Le logo de la NASA. /VCG

Le président américain Donald Trump a signé jeudi une note visant à augmenter considérablement le nombre de lancements spatiaux commerciaux aux États-Unis, notamment en ordonnant aux agences gouvernementales d’examiner les terres fédérales pour de nouveaux sites de lancement et de rentrée.

La Maison Blanche souhaite permettre au moins 1 000 lancements et rentrées par an d’ici 2030, contre 178 lancements l’année dernière – un chiffre déjà 10 fois plus élevé qu’en 2013 et dominé par SpaceX d’Elon Musk.

Le mémo, axé sur le renforcement de l’industrie spatiale commerciale, appelle les agences à encourager le co-développement d’infrastructures de transport spatial avec des partenaires du secteur privé, à accélérer les autorisations et les examens environnementaux et à garantir un spectre sans fil adéquat pour les lancements spatiaux.
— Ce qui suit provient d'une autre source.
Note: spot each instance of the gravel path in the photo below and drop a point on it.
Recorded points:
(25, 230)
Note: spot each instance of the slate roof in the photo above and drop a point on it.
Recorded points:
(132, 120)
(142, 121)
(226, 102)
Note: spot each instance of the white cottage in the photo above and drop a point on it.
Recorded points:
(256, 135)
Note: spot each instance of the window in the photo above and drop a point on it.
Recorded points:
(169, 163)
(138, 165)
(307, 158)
Trump souhaite également renvoyer les astronautes américains sur la Lune d’ici 2028. Le mémo demande à la NASA de faciliter le transport commercial vers la Lune et l’accès robotique commercial à Mars, et d’explorer des voies commerciales pour envoyer des humains sur Mars.

Michael Kratsios, directeur du Bureau de la politique scientifique et technologique de la Maison Blanche, a déclaré que la nouvelle politique nationale de transport spatial « répond à ce moment de croissance explosive et positionne l’Amérique pour diriger la prochaine ère spatiale ».
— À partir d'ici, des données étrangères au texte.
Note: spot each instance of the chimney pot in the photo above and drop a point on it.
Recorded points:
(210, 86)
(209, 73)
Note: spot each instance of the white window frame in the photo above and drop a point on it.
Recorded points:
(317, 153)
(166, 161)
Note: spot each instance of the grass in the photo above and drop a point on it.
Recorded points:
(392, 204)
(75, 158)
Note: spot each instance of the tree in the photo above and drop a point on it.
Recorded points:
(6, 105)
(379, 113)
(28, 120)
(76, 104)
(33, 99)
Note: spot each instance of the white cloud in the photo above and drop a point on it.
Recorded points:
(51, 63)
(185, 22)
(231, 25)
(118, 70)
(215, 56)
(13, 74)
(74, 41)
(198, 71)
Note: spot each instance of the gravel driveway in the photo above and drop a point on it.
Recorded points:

Il a déclaré que cela appelle à une « approche commerciale d’abord permettant aux Américains d’aller sur la Lune d’ici 2028 et aux premiers éléments de la base lunaire d’ici 2030, ainsi que des capacités de lancement rapides et résilientes pour la sécurité nationale ».
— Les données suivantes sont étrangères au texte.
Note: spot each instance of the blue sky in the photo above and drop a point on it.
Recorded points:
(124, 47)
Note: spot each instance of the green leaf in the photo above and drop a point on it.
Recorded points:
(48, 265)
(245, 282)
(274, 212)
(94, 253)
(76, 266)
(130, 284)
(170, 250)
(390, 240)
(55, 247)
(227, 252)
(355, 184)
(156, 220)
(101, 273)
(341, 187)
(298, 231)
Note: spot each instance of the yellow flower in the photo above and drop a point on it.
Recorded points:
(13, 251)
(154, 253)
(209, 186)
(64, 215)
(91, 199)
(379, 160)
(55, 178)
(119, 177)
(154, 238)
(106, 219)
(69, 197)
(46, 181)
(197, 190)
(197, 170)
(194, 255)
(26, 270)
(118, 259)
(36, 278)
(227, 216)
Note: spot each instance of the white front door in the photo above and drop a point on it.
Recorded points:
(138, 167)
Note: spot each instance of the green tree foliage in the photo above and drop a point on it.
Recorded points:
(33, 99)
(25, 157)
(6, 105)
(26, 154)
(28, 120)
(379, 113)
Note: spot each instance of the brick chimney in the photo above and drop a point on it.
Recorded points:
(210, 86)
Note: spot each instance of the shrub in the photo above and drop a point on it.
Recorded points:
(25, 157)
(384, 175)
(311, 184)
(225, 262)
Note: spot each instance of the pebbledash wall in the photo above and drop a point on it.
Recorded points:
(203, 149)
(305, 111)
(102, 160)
Trump souhaite qu’un nouveau site fédéral de réentrée soit identifié dans les 90 jours.

Trump souhaite également que les agences s’abstiennent « de mener des activités de transport spatial du gouvernement américain « qui excluent, découragent ou concurrencent les activités commerciales de transport spatial des États-Unis, à moins que la sécurité publique ou la sécurité nationale ne l’exigent ».

SpaceX lance des satellites pour GLobalstar depuis le complexe de lancement 40 de la station spatiale de Cap Canaveral, en Floride, le 15 août 2026. /VCG

En mai, le chef de la Federal Aviation Administration a déclaré que SpaceX visait à atteindre 10 000 lancements annuels d’ici cinq ans.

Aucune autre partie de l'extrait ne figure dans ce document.